Different Kinds of Social Traps
- Time delay social traps are characterized by shifts from positive to negative consequences after the passage of time. One example of a time delay trap would be the unhealthy combination of eating excessively and avoiding exercise. Immediately, you feel gratified by the taste of scrumptious food and by the avoidance of physically demanding activity -- but once more time passes, the negative results of weight gain and energy depletion surface as consequences for the poor regimen.
- Sliding reinforcers begin with positive outcomes, but yield progressively more negative outcomes each time the action is repeated. An initial experience using drugs may yield an ecstatic high, but tolerance, dependency and addiction increase each time the user comes down from his high. To satisfy the addiction, more and more of the drug is needed, and its harmful physiological and psychological effects compound with each use.
- Social traps of ignorance result from an individual's total lack of awareness regarding the risks and potential outcomes of a relatively harmless action. Telling a personal secret to a confidant without realizing someone else is in hearing range, for instance, would qualify as a social trap of ignorance.

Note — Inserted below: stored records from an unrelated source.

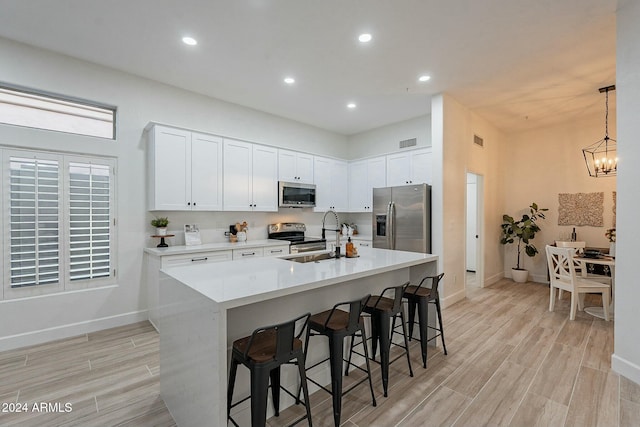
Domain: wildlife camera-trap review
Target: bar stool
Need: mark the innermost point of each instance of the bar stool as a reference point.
(264, 352)
(336, 325)
(420, 296)
(384, 310)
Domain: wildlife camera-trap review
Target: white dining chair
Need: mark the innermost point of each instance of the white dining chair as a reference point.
(562, 273)
(582, 267)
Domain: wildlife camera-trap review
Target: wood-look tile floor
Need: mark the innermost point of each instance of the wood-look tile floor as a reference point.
(510, 362)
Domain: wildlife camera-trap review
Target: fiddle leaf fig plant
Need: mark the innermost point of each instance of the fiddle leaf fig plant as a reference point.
(522, 231)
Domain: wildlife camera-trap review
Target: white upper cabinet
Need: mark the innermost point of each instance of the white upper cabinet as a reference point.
(295, 167)
(331, 179)
(250, 177)
(364, 176)
(185, 170)
(411, 167)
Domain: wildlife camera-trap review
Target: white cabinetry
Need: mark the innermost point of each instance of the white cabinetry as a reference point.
(155, 263)
(412, 167)
(295, 167)
(364, 176)
(250, 177)
(332, 190)
(185, 170)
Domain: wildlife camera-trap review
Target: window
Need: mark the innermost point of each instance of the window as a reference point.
(59, 211)
(24, 107)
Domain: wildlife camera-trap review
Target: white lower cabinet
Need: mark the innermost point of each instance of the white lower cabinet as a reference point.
(248, 253)
(276, 250)
(156, 263)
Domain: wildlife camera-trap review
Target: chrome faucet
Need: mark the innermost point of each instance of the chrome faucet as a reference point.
(337, 230)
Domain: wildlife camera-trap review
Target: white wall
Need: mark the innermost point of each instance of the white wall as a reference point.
(455, 154)
(386, 139)
(139, 101)
(544, 162)
(626, 358)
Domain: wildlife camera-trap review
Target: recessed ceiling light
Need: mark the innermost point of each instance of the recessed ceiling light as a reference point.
(189, 40)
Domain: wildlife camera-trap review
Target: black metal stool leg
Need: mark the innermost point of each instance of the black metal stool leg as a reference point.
(336, 348)
(275, 389)
(232, 382)
(423, 315)
(406, 342)
(437, 302)
(259, 391)
(305, 388)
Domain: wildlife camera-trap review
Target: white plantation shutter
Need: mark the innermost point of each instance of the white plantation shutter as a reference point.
(34, 205)
(90, 212)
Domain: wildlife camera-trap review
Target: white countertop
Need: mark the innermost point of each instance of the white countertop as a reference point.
(242, 282)
(178, 250)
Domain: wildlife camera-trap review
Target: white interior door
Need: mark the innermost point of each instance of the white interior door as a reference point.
(472, 226)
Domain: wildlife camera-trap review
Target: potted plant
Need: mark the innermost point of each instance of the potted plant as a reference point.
(160, 223)
(522, 231)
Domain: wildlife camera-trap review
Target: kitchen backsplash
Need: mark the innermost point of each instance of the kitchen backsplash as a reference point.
(213, 225)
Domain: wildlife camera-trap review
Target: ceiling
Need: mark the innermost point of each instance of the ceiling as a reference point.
(519, 64)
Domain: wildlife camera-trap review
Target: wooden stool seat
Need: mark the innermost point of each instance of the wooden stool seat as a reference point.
(336, 325)
(263, 353)
(263, 347)
(419, 297)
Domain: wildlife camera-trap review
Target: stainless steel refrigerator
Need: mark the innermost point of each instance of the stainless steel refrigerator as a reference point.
(402, 218)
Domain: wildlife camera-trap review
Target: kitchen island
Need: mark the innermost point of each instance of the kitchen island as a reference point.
(204, 308)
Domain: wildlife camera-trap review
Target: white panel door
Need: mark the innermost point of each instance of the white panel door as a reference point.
(206, 172)
(421, 166)
(358, 184)
(265, 179)
(304, 166)
(322, 179)
(171, 169)
(237, 192)
(398, 169)
(339, 186)
(287, 166)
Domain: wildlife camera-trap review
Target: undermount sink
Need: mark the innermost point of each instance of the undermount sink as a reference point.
(310, 258)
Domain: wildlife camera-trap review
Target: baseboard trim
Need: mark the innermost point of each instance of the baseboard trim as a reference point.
(625, 368)
(13, 342)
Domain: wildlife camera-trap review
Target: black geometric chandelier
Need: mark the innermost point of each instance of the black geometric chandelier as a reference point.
(601, 157)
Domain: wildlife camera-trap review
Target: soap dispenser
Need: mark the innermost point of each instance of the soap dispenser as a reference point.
(349, 248)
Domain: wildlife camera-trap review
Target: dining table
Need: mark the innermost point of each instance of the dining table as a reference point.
(609, 262)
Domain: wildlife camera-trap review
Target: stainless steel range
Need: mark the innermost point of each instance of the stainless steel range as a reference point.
(294, 233)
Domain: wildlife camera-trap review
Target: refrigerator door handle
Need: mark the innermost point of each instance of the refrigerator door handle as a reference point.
(392, 225)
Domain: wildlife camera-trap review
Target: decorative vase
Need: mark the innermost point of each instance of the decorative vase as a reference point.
(612, 249)
(519, 276)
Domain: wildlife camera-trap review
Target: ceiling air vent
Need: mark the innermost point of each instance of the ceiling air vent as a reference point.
(408, 143)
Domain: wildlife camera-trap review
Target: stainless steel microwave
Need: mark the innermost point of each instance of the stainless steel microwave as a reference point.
(296, 195)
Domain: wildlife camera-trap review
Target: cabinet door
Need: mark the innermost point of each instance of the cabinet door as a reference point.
(377, 178)
(287, 166)
(322, 179)
(206, 172)
(237, 176)
(169, 169)
(305, 167)
(340, 186)
(358, 184)
(398, 169)
(421, 166)
(265, 178)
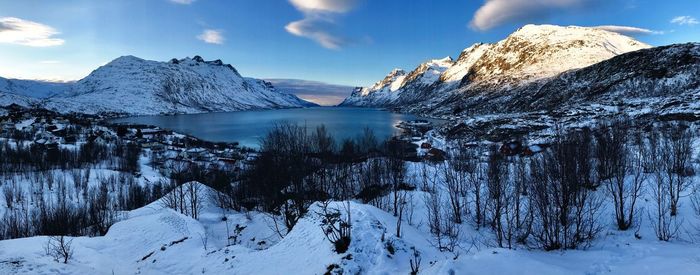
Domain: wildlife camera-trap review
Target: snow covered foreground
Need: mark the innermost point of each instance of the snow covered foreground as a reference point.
(158, 240)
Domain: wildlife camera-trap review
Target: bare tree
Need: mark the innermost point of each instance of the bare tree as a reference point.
(60, 248)
(566, 209)
(336, 227)
(615, 161)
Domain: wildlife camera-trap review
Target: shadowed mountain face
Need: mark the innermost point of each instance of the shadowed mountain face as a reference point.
(131, 85)
(314, 91)
(533, 53)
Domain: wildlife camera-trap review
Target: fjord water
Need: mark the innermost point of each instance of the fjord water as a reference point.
(247, 127)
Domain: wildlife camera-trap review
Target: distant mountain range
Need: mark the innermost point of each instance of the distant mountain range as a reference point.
(130, 85)
(314, 91)
(543, 75)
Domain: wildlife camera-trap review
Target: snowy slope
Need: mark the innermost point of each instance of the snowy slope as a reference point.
(158, 240)
(532, 53)
(136, 86)
(398, 82)
(130, 85)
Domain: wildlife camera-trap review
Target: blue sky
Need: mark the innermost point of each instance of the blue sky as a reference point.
(349, 42)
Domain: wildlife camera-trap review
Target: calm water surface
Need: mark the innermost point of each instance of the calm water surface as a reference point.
(248, 127)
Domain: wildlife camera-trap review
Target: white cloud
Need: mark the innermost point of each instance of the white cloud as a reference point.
(319, 19)
(212, 37)
(182, 2)
(27, 33)
(338, 6)
(497, 12)
(685, 20)
(627, 30)
(309, 28)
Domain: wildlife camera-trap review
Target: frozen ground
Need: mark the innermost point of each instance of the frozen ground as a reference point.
(158, 240)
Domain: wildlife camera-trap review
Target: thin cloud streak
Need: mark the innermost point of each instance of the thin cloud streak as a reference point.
(685, 20)
(318, 19)
(212, 37)
(498, 12)
(28, 33)
(629, 31)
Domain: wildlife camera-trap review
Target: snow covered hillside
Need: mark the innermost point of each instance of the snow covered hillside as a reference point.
(399, 84)
(130, 85)
(533, 52)
(158, 240)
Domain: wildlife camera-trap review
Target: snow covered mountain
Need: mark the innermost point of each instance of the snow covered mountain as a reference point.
(136, 86)
(130, 85)
(399, 83)
(532, 53)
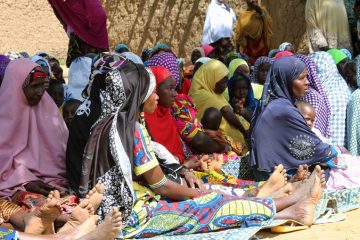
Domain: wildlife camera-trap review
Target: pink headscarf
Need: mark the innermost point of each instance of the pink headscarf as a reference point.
(283, 54)
(87, 18)
(207, 49)
(32, 139)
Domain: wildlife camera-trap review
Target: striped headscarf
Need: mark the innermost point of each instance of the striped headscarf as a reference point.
(167, 60)
(337, 91)
(317, 97)
(257, 64)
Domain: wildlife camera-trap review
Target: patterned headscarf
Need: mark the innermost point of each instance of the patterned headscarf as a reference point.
(257, 64)
(317, 97)
(337, 91)
(4, 61)
(167, 60)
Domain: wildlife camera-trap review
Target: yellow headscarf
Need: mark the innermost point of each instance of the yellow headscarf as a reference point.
(234, 64)
(203, 86)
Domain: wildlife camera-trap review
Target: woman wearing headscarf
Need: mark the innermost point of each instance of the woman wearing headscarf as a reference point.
(317, 97)
(135, 182)
(327, 25)
(90, 111)
(208, 85)
(33, 136)
(253, 31)
(168, 60)
(337, 92)
(85, 23)
(292, 141)
(258, 76)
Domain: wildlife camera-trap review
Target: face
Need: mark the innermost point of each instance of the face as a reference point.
(150, 104)
(167, 93)
(56, 91)
(350, 75)
(300, 85)
(243, 69)
(221, 85)
(263, 69)
(69, 111)
(35, 90)
(241, 89)
(341, 65)
(309, 115)
(195, 56)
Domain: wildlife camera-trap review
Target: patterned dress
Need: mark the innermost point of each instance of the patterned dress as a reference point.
(153, 215)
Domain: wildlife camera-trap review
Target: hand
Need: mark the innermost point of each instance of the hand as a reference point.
(192, 181)
(39, 187)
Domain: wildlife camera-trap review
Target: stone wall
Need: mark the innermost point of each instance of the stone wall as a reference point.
(30, 25)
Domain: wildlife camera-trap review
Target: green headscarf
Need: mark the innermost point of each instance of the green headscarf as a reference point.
(337, 55)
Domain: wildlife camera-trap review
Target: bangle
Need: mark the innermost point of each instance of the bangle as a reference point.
(159, 184)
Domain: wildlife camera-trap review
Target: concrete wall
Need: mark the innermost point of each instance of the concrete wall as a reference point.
(31, 25)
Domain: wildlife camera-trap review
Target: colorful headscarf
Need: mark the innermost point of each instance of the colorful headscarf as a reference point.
(337, 55)
(337, 91)
(347, 52)
(317, 97)
(168, 60)
(161, 124)
(257, 64)
(234, 64)
(283, 54)
(4, 61)
(207, 49)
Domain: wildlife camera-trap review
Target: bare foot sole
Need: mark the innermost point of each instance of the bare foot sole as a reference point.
(41, 220)
(108, 229)
(301, 173)
(95, 195)
(79, 215)
(276, 181)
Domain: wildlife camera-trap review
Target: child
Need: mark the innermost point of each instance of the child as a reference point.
(69, 110)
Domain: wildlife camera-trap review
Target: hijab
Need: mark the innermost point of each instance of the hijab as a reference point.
(278, 121)
(257, 64)
(161, 124)
(33, 138)
(109, 152)
(168, 60)
(338, 94)
(317, 97)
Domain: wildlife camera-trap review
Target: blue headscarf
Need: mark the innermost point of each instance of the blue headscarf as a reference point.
(279, 133)
(251, 102)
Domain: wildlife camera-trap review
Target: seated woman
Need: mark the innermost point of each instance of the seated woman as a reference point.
(241, 96)
(258, 76)
(33, 136)
(135, 183)
(208, 85)
(292, 141)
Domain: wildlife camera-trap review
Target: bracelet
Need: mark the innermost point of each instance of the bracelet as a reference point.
(159, 184)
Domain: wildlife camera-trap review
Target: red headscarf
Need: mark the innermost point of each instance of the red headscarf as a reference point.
(161, 123)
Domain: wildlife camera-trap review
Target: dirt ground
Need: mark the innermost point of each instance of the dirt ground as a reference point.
(346, 230)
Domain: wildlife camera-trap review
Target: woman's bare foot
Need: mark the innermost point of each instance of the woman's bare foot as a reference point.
(303, 211)
(108, 229)
(283, 192)
(301, 173)
(79, 215)
(41, 220)
(95, 195)
(276, 181)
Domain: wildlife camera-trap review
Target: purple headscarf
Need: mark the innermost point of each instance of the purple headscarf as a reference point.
(317, 97)
(257, 64)
(4, 61)
(278, 121)
(167, 60)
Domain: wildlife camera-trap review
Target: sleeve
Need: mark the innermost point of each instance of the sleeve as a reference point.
(144, 157)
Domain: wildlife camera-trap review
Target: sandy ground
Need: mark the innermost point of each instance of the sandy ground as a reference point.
(348, 229)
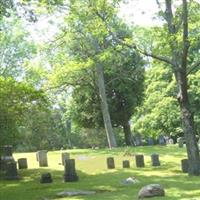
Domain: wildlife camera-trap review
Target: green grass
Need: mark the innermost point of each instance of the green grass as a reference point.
(91, 168)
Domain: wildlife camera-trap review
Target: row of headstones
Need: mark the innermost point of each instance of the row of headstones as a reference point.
(70, 174)
(162, 140)
(41, 157)
(139, 160)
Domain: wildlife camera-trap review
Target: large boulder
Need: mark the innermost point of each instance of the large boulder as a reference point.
(152, 190)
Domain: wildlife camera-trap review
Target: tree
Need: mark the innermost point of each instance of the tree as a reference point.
(89, 44)
(153, 117)
(178, 54)
(124, 76)
(16, 99)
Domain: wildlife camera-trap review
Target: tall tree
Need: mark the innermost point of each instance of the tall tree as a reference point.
(178, 45)
(89, 43)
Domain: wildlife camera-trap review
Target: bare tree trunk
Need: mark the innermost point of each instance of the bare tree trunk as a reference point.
(104, 107)
(127, 134)
(179, 64)
(188, 125)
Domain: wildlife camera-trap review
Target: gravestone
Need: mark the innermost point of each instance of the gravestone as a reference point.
(64, 156)
(70, 171)
(180, 141)
(170, 141)
(161, 140)
(126, 164)
(150, 141)
(46, 178)
(139, 160)
(184, 165)
(155, 160)
(152, 190)
(110, 163)
(42, 158)
(22, 163)
(11, 171)
(138, 140)
(6, 156)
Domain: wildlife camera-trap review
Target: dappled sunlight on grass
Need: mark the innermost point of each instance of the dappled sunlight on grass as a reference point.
(93, 174)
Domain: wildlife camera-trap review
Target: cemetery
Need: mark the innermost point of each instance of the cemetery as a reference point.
(99, 174)
(99, 99)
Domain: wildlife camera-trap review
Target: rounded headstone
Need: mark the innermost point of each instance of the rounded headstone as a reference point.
(126, 164)
(22, 163)
(42, 158)
(152, 190)
(11, 171)
(46, 178)
(110, 163)
(139, 160)
(70, 171)
(180, 142)
(184, 165)
(155, 160)
(64, 156)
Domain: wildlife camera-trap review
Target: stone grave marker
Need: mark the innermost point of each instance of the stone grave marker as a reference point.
(11, 171)
(110, 163)
(138, 140)
(126, 164)
(151, 190)
(139, 160)
(42, 158)
(64, 156)
(6, 156)
(70, 171)
(161, 140)
(184, 165)
(180, 141)
(150, 141)
(170, 141)
(155, 160)
(46, 178)
(22, 163)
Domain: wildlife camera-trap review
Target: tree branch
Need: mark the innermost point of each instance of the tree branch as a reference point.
(185, 35)
(193, 67)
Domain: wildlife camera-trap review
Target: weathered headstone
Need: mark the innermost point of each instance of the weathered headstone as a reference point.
(184, 165)
(155, 160)
(126, 164)
(22, 163)
(6, 156)
(64, 156)
(180, 142)
(110, 163)
(42, 158)
(150, 141)
(46, 178)
(138, 140)
(152, 190)
(70, 171)
(170, 141)
(161, 140)
(139, 160)
(11, 171)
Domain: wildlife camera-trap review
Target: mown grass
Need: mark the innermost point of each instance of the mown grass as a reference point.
(91, 168)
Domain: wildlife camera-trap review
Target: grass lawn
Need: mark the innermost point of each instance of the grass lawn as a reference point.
(93, 175)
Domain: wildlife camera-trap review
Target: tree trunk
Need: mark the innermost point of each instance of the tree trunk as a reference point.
(104, 107)
(188, 125)
(128, 134)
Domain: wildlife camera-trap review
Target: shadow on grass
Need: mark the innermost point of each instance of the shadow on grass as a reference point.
(177, 187)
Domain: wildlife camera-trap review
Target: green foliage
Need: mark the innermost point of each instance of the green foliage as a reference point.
(15, 47)
(88, 41)
(159, 112)
(16, 99)
(91, 169)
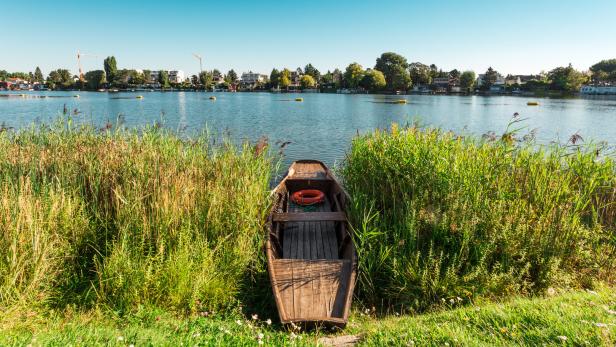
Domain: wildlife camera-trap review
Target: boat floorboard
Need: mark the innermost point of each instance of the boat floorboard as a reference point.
(312, 289)
(309, 240)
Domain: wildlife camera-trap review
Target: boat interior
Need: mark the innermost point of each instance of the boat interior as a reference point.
(311, 252)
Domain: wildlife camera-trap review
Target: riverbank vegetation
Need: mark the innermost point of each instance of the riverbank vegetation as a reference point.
(99, 218)
(583, 318)
(392, 73)
(119, 237)
(445, 218)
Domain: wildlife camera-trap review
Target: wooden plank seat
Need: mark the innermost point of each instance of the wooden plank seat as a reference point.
(310, 235)
(312, 290)
(309, 217)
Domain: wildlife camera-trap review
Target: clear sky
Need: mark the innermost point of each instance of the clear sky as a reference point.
(519, 37)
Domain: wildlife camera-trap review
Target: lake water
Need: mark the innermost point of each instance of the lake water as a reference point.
(323, 125)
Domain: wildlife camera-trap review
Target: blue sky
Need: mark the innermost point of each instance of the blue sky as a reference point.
(521, 36)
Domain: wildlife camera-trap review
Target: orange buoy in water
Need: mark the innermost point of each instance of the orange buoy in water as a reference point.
(308, 197)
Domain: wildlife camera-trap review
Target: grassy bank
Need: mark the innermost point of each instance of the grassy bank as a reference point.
(141, 237)
(99, 218)
(441, 218)
(572, 318)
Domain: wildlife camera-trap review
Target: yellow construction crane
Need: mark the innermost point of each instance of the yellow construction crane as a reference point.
(79, 55)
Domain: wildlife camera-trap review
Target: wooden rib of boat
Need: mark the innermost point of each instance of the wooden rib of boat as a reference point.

- Missing hero social traps involve scenarios in which each individual in proximity to a negative occurrence fails to provide a remedy because doing so is not to his immediate benefit. Since no one addresses the issue, all suffer. Platt's example involved traffic delays due to an obstruction in the road. No one close enough to see the obstruction wants to cause himself further delay by getting out of his car and removing the obstruction himself. By the time drivers farther back are finally near enough to see the obstruction, they've been held up so long themselves that they certainly won't cause themselves further delay by getting out to remove the obstruction -- so traffic delays continue.
- Tragedy of the commons describes a social trap in which no individual acts directly against a group's interests by acting to benefit himself -- but when several individuals act in the same manner, a detriment results. For instance, most people understand the need to conserve natural resources like water -- yet many figure that the extra-long shower they take daily, or they sprinklers they have on each night, won't use up enough water to make any real difference to the water supply. They would be right, if several others did not think the same way -- thus, collectively, draining a much more significant share of limited resources than they realize.